We are following a three-phase strategy of protect, recover and accelerate to net zero.

The UK industry is balancing the need to produce O&G to meet our own needs as much as possible, while avoiding increased reliance on imports and showing we are playing a part in enabling a transition to net-zero emissions. Achieving an energy transition cannot be done overnight without dramatic, damaging impact on jobs and the economy, especially in communities where our industry is concentrated. This fact is increasingly understood among our key stakeholders.

Future vision. As an industry, we have developed a vision for the future—Roadmap 2035: A blueprint for net zero. This already has proved valuable in helping us reposition the industry as part of the climate change solution. It shows how domestic production can sit alongside tackling emissions.

But our story is more than words. The industry is acting and supporting OGUK in our work. On protecting our people during the pandemic, OGUK has coordinated a significant collective response involving government, regulators, industry, and trade unions. In February, when virus transmission across Europe accelerated, we mobilised a pandemic steering group (PSG) to develop advice and guidance for the industry. The PSG identified four key themes: reducing the risk of transmitting COVID-19 offshore; maintaining helicopter operations; ensuring the health and safety of offshore workers; and dealing with logistical issues. Coordinating an industry-wide response also included regular communication with journalists, our members, and the wider workforce.

Our protocols on helicopter travel and designation of categories have been adopted globally for safe removal of personnel with suspected COVID-19 from offshore facilities.

The PSG delivered six key guidance documents, including roll-out of safety-tested face coverings for offshore flights; pre-flight screening practices; advice on vulnerable people; and testing for symptomatic essential workers. We also collated accommodation options to enable safe passage of our people, and ensured government understood industry needs and factored these into business support.

In supporting a recovery, our focus has been on ensuring the viability of supply chain and jobs, stimulating activity, and boosting competitiveness. Working with operators and contractors generated over 80 industry ideas on tools and initiatives to support this effort. We are now working together on safely keeping important maintenance projects on the table for this year, to keep work flowing.

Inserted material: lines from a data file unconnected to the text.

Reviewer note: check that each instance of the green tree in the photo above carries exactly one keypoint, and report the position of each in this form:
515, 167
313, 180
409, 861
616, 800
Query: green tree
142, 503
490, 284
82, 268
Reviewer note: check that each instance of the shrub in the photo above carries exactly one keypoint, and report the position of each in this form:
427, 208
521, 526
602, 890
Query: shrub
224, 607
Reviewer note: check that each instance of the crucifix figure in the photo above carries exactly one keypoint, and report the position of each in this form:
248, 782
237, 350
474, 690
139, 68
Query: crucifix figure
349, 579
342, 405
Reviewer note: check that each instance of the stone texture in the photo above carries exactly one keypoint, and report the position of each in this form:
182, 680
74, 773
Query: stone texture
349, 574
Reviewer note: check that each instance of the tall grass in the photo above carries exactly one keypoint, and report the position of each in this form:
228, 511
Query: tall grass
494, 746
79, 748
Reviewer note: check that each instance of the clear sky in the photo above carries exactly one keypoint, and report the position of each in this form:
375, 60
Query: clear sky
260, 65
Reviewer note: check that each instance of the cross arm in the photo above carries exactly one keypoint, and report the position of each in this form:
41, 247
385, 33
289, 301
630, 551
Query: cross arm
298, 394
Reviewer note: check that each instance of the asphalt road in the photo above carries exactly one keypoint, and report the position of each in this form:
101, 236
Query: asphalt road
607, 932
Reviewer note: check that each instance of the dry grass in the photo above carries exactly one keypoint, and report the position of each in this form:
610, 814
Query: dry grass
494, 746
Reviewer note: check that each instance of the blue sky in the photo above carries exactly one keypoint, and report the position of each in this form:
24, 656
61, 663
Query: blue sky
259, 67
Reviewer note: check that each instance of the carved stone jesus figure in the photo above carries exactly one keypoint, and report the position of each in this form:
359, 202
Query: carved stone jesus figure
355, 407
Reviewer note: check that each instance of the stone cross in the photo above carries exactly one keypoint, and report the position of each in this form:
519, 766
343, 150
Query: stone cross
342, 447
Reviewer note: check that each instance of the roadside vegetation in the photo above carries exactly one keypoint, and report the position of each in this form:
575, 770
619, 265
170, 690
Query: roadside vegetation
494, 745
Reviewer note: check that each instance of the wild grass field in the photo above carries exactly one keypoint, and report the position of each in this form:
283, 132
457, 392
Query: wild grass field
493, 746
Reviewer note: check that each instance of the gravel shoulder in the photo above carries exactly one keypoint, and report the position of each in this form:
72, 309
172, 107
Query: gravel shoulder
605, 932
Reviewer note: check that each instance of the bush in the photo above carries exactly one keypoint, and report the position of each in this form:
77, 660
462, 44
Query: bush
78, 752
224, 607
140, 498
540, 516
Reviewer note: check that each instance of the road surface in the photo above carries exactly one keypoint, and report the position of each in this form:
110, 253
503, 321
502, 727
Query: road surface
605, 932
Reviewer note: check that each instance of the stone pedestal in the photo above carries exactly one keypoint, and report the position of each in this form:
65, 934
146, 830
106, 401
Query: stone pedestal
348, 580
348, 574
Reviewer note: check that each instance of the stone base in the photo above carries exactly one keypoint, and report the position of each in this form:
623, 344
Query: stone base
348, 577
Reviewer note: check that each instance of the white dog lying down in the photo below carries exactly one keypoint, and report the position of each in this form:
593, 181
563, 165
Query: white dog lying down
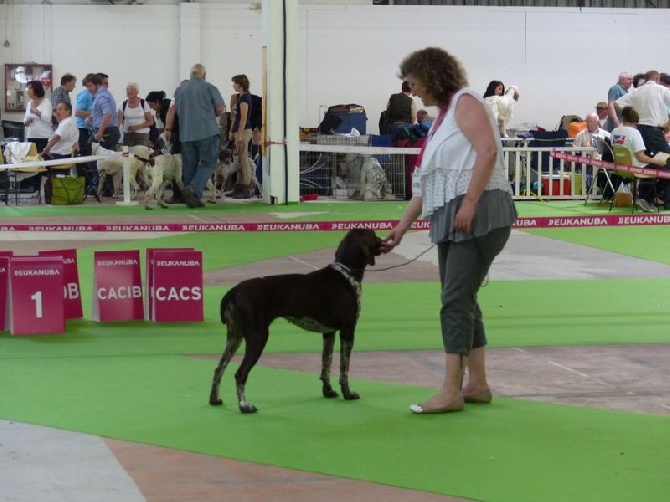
502, 107
166, 168
113, 166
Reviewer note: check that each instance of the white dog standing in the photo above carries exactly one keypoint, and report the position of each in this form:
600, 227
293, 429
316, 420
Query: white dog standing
502, 107
113, 166
166, 168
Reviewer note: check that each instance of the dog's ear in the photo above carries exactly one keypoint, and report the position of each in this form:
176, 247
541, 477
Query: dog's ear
370, 248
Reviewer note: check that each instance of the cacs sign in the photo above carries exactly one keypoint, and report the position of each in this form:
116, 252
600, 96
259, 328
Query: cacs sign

A clear voice. As we think about accelerating industry’s role in achieving net-zero emissions, our proactive approach has helped us carve out a clear voice. When the UK adopted net-zero emissions as a legally binding target in 2019, we were the first industry to respond positively with an action plan: Roadmap 2035: A Blueprint for Net Zero. It outlines 60 actions over five key areas that will help the sector meet demand; develop people and skills; drive technology; grow exports; and support net zero.

In June this year, we published basin-wide targets to cut operational emissions 50% by 2030, and 90% by 2040. These will require significant operational improvements, as well as capital investment in new technology.

Delivering our protect, recover and accelerate strategy—linked to Roadmap 2035—will secure the future of a new-look UK offshore oil and gas industry, meet UK energy needs from domestic resources as much as possible; support hundreds of thousands of jobs; make a significant contribution to the UK economy; and, through a fair transition, play a key role in delivering net-zero energy.  

About the Authors
Gareth Wynn
Oil and Gas UK
Gareth Wynn is Stakeholder & Communications Director at OGUK. In his career, he has served as Communications Director for several large international companies. He is co-chair of Chartered Institute of Public Relation’s Energy Leadership Platform think tank.